Pahi Mehra  Friday 5th of April 2019 05:12 PM
(18) (6)

The Herald House in Delhi.

New Delhi: The Supreme Court, on Friday, put a stay on Delhi high court’s order asking the Associated Journals Limited, the publishers of the National Herald newspaper, to evict the Herald House building in New Delhi’s Bahadur Shah Zafar Marg.

A bench headed by Chief Justice of India Ranjan Gogoi ordered the stay of proceedings against AJL under the Public Premises (Eviction of Unauthorised Occupants) Act, 1971 until further notice and said the question to be decided was whether there was a violation of the lease. The National Herald newspaper was started by former Prime Minister Jawaharlal Nehru, in 1938.

The AJL moved to the apex court challenging the high court’s February 28, 2019 order.

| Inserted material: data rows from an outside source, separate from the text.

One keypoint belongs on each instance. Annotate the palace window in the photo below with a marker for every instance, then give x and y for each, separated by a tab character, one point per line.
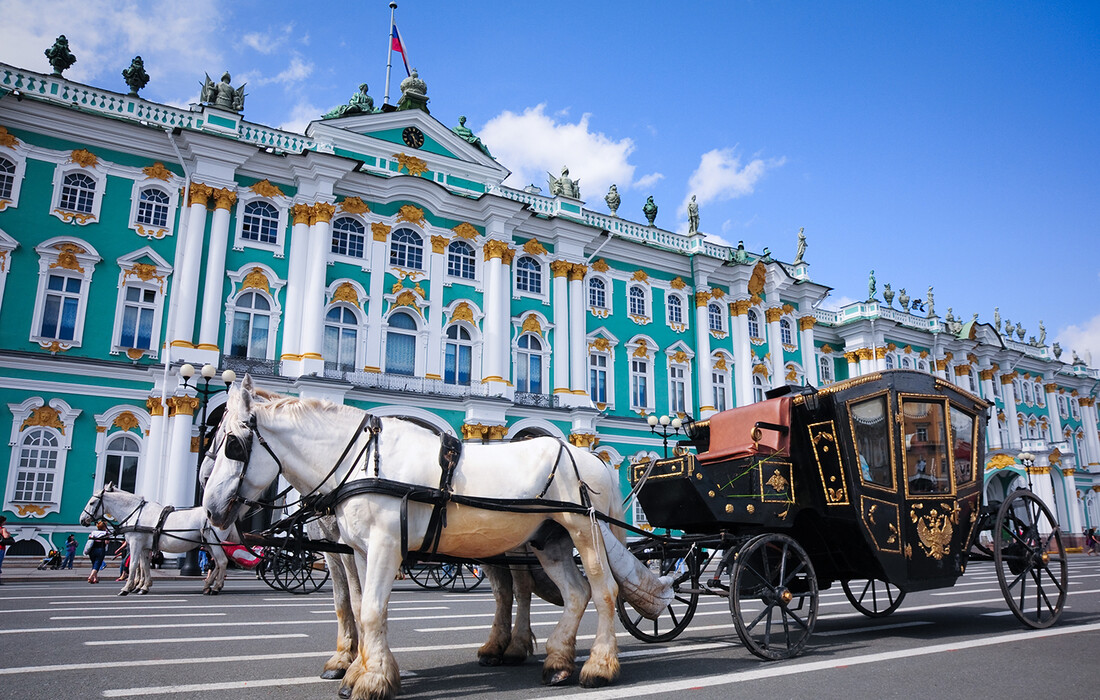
252	319
457	356
261	222
400	345
406	249
460	260
529	364
349	237
341	337
528	275
123	451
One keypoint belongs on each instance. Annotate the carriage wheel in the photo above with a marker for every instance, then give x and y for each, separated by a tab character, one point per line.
773	597
463	577
680	611
875	598
1031	566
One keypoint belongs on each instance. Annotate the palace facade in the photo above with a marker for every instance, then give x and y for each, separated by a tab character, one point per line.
378	261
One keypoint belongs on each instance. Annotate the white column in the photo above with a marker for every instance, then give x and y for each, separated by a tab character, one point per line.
993	431
187	276
436	261
212	302
1009	395
312	307
806	342
578	336
183	470
705	383
296	280
562	314
776	347
380	233
743	349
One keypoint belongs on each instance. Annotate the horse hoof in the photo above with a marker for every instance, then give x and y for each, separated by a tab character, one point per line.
557	678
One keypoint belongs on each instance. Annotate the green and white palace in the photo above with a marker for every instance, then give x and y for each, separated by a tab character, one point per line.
378	261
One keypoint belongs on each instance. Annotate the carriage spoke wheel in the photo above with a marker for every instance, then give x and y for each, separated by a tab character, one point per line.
773	597
675	616
1030	559
875	598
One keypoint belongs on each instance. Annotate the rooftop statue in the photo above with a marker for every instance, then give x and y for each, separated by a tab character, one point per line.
135	76
802	247
613	199
59	56
650	210
222	95
360	104
740	256
463	132
563	185
692	216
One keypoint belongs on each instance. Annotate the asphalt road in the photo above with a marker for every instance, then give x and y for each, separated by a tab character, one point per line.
70	640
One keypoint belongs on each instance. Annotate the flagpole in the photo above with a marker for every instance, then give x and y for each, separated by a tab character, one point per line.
389	50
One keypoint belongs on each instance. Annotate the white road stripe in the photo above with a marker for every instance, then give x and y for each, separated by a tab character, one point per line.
774	670
189	640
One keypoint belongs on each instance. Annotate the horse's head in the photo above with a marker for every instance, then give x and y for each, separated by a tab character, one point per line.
233	473
95	510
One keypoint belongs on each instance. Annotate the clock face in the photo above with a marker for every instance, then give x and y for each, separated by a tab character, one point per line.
413	137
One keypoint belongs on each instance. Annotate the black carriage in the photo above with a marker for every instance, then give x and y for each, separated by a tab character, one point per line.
873	482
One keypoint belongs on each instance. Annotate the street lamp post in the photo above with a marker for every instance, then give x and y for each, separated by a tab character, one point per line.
190	565
664	427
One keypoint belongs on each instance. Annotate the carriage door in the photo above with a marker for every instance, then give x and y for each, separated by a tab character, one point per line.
931	513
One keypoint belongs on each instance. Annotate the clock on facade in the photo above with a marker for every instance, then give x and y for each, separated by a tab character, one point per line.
413	137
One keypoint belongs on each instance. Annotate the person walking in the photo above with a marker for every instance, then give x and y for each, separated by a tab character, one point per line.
6	540
97	550
69	551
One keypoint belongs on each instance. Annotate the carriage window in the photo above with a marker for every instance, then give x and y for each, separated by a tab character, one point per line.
924	436
963	445
870	426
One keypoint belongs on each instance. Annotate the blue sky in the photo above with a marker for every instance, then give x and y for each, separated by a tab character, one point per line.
952	144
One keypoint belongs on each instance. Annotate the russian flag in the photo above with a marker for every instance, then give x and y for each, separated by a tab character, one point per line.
398	45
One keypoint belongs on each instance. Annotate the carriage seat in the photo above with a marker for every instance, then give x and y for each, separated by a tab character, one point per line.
732	430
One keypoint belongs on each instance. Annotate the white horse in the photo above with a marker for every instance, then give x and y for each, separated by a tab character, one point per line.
179	532
298	439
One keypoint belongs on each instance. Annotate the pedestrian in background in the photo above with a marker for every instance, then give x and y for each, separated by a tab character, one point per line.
69	551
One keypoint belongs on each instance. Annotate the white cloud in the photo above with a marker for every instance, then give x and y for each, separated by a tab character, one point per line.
1085	339
721	176
534	143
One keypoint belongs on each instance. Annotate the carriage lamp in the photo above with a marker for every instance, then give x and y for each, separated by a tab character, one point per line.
664	426
190	562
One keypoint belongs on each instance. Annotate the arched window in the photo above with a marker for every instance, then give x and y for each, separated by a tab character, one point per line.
784	332
597	293
406	249
754	324
400	345
78	193
7	178
251	325
529	364
36	471
457	356
348	237
675	307
121	467
715	318
637	302
261	222
153	207
341	337
460	260
528	275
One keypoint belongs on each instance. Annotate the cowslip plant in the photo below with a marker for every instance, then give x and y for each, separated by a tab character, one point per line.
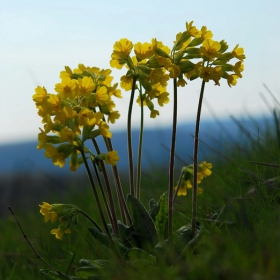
81	111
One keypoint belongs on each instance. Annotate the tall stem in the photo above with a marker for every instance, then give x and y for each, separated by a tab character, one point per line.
195	160
138	181
129	140
171	163
96	196
109	192
123	206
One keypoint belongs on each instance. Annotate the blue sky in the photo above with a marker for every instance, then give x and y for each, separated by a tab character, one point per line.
38	38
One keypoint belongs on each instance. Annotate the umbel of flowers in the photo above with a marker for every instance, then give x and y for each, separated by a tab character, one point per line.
77	113
81	110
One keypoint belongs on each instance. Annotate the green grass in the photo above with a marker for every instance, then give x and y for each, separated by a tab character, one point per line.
243	244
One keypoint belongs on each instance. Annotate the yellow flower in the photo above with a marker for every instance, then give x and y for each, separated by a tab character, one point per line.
182	191
205	168
59	233
122	48
42	139
232	80
53	103
86	86
206	73
154	113
238	68
59	159
50	150
46	211
238	53
67	73
174	71
181	82
115	62
194	32
157	75
66	89
104	129
199	191
113	116
112	158
163	98
143	51
88	117
101	95
210	48
40	96
114	91
126	83
206	34
67	134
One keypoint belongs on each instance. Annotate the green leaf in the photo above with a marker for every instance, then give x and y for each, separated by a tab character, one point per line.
174	245
154	208
86	132
134	254
52	275
186	66
88	272
184	37
146	85
195	42
104	239
126	235
161	218
70	123
144	227
91	269
97	263
94	134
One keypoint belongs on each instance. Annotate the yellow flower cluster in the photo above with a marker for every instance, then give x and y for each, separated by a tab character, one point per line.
66	213
154	63
152	79
76	113
187	178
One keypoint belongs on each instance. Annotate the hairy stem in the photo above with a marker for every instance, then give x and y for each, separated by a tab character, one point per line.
129	140
171	163
90	219
33	249
109	192
96	197
138	181
195	160
120	193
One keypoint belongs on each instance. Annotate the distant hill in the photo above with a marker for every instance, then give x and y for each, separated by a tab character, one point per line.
23	156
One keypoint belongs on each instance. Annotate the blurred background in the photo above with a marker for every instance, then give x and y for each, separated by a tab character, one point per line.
38	38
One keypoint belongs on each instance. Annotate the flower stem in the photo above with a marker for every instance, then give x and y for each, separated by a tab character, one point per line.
109	192
138	182
195	160
171	163
96	197
90	219
129	140
123	206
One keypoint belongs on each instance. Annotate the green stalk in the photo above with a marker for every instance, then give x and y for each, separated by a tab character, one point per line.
171	163
109	192
90	219
103	196
129	140
138	182
96	196
195	161
120	193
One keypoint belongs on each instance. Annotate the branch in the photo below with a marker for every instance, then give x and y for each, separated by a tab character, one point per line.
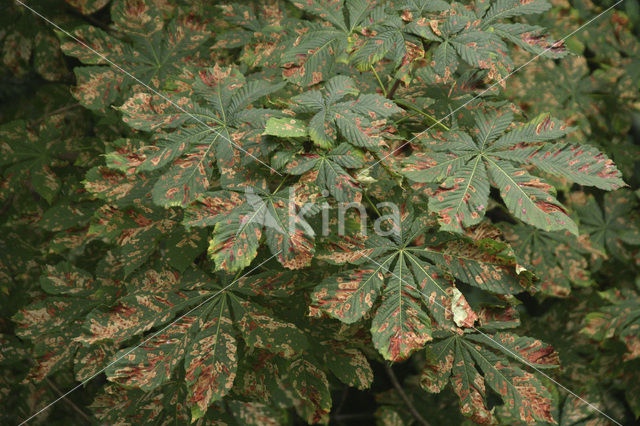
403	395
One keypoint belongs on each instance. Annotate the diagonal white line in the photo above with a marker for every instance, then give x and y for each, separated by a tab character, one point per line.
557	43
207	300
524	361
127	73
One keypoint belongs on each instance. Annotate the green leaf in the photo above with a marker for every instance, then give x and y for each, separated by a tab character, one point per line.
285	128
211	362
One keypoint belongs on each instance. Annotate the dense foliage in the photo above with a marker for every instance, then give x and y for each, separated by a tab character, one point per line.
314	211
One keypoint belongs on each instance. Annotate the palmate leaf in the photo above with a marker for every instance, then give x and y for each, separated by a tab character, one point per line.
329	170
619	319
148	51
466	167
615	226
205	338
471	362
210	134
559	259
53	323
355	120
409	279
241	222
316	50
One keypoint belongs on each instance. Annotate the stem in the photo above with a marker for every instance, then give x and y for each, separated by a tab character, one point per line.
405	398
384	91
393	89
68	401
419	111
373	206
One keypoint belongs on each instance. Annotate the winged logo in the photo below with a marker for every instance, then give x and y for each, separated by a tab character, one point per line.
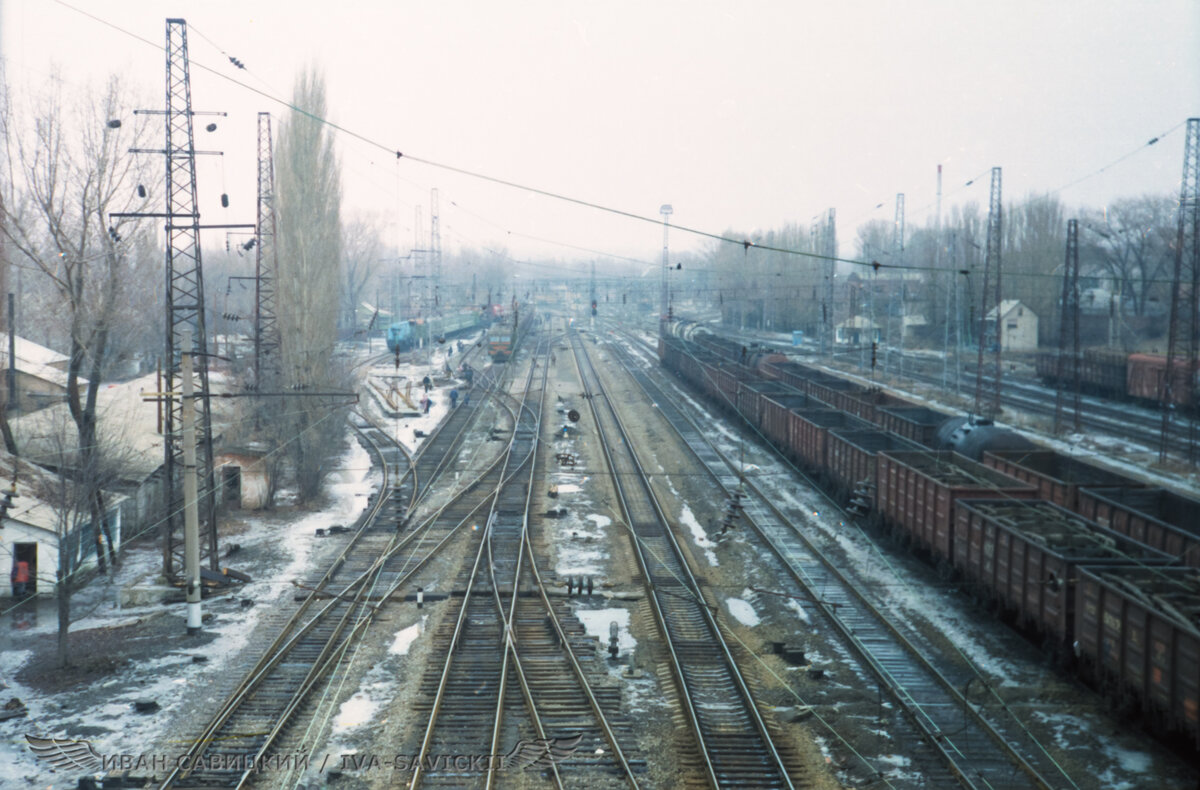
66	753
541	753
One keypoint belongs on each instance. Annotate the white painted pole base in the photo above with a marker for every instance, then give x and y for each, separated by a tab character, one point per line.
193	618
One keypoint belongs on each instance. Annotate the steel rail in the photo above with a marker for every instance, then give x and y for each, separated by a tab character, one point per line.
691	585
912	706
289	635
460	621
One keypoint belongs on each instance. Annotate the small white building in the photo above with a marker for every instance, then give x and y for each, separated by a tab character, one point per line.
35	524
857	331
41	373
1018	325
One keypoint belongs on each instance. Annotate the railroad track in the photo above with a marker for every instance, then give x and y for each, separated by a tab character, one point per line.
503	639
384	552
1120	420
981	750
735	744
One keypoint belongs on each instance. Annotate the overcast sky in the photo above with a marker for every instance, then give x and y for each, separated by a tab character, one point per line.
743	115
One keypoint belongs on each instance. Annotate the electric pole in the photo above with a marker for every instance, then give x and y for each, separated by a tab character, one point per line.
666	211
436	246
191	490
991	268
898	258
267	336
186	330
831	269
1185	280
1068	316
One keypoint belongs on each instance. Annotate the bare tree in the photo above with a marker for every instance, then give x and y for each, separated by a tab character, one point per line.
1137	237
309	195
76	496
361	251
71	172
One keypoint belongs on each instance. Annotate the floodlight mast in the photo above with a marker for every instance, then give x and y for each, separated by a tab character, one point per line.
666	211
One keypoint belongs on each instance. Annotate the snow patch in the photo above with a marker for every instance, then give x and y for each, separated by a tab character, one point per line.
743	611
598	622
688	519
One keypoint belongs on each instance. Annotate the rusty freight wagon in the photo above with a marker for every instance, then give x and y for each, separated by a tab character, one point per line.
916	491
916	423
793	373
1138	640
750	398
1059	477
777	418
851	456
809	430
1026	555
1159	518
868	405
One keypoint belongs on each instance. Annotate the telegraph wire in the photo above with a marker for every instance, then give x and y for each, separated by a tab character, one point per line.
745	243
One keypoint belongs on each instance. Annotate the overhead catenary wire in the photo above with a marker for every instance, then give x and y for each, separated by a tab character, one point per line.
745	243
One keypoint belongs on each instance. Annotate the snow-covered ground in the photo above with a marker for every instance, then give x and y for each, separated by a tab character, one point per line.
105	716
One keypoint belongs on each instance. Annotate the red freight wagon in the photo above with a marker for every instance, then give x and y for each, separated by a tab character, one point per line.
1103	372
1026	556
777	417
727	385
916	491
916	423
1158	518
1147	377
869	402
1138	638
797	375
750	394
1059	477
809	429
851	456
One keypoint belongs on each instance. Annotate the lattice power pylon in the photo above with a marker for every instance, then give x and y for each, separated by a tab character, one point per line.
1185	299
991	269
267	333
185	312
1068	324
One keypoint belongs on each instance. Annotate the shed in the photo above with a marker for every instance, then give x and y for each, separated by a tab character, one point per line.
41	377
857	331
1019	325
31	527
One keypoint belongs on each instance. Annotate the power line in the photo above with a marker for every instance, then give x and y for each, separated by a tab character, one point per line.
745	243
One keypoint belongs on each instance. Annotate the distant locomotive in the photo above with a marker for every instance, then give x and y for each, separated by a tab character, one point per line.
405	335
1102	569
1110	373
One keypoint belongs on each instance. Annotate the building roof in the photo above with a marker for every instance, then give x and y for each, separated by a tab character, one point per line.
123	416
1007	306
858	322
35	359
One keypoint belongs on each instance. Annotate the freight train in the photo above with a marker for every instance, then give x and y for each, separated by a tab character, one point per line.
1099	568
1121	376
405	335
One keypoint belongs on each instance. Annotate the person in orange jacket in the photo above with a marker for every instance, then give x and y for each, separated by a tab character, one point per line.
19	579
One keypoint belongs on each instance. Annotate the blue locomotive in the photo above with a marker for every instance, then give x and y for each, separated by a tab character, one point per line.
405	335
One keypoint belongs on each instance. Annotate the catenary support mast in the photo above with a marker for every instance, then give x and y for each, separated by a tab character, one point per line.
1183	324
185	312
267	336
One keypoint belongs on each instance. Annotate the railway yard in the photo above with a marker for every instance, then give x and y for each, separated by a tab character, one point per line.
593	574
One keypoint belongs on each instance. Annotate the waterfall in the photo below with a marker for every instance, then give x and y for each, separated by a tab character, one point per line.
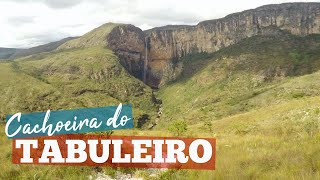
145	67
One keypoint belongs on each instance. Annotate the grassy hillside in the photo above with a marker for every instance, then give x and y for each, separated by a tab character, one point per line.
77	78
94	38
7	52
252	74
39	49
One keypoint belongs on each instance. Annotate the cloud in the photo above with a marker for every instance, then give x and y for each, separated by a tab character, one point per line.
26	23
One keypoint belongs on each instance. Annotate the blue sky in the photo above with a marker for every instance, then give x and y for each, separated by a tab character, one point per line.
27	23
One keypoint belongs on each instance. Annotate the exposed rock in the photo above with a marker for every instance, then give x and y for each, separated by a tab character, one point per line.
153	56
128	42
168	45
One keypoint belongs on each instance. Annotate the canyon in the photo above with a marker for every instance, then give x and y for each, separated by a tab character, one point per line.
154	56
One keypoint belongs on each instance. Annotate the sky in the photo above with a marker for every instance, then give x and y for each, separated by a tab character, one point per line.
28	23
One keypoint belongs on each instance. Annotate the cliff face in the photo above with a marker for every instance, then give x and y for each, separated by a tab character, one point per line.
128	42
156	52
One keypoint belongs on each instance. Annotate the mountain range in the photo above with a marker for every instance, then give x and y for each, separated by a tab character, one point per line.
250	79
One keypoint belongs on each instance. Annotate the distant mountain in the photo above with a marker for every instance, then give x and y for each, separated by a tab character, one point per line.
39	49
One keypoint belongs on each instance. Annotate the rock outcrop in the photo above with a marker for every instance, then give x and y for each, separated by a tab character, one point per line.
154	55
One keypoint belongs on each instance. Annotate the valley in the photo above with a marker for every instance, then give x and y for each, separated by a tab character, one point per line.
251	80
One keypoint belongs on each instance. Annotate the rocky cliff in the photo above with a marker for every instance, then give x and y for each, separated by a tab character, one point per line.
168	45
154	55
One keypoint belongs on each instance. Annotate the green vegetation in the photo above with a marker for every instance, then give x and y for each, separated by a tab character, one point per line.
94	38
71	79
259	98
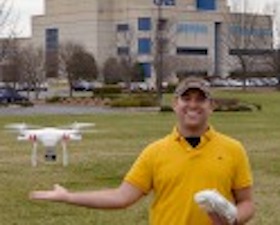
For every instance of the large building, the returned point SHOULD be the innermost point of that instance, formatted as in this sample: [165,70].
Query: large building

Apart from staying the eviction order, the Supreme Court also issued a notice to the Centre and asked for a response within four weeks. This matter was taken to the Delhi HC after the Centre ended a 56-year-old lease and asked AJL to vacate the premises as there was no printing or publishing activity going on, the actual objective for which the building was allotted in 1962.

Delhi high court’s single-judge bench headed by Chief Justice Rajendra Menon and Justice VK Rao upheld gave the order of eviction, as the “the dominant purpose” for which Herald House was leased out to AJL “no longer exists.”

The Centre also claimed that there was a transfer of 99 per cent of the shares in the AJL to Young Indian, a charitable company in which Congress president Rahul Gandhi and his mother Sonia Gandhi are majority stakeholders.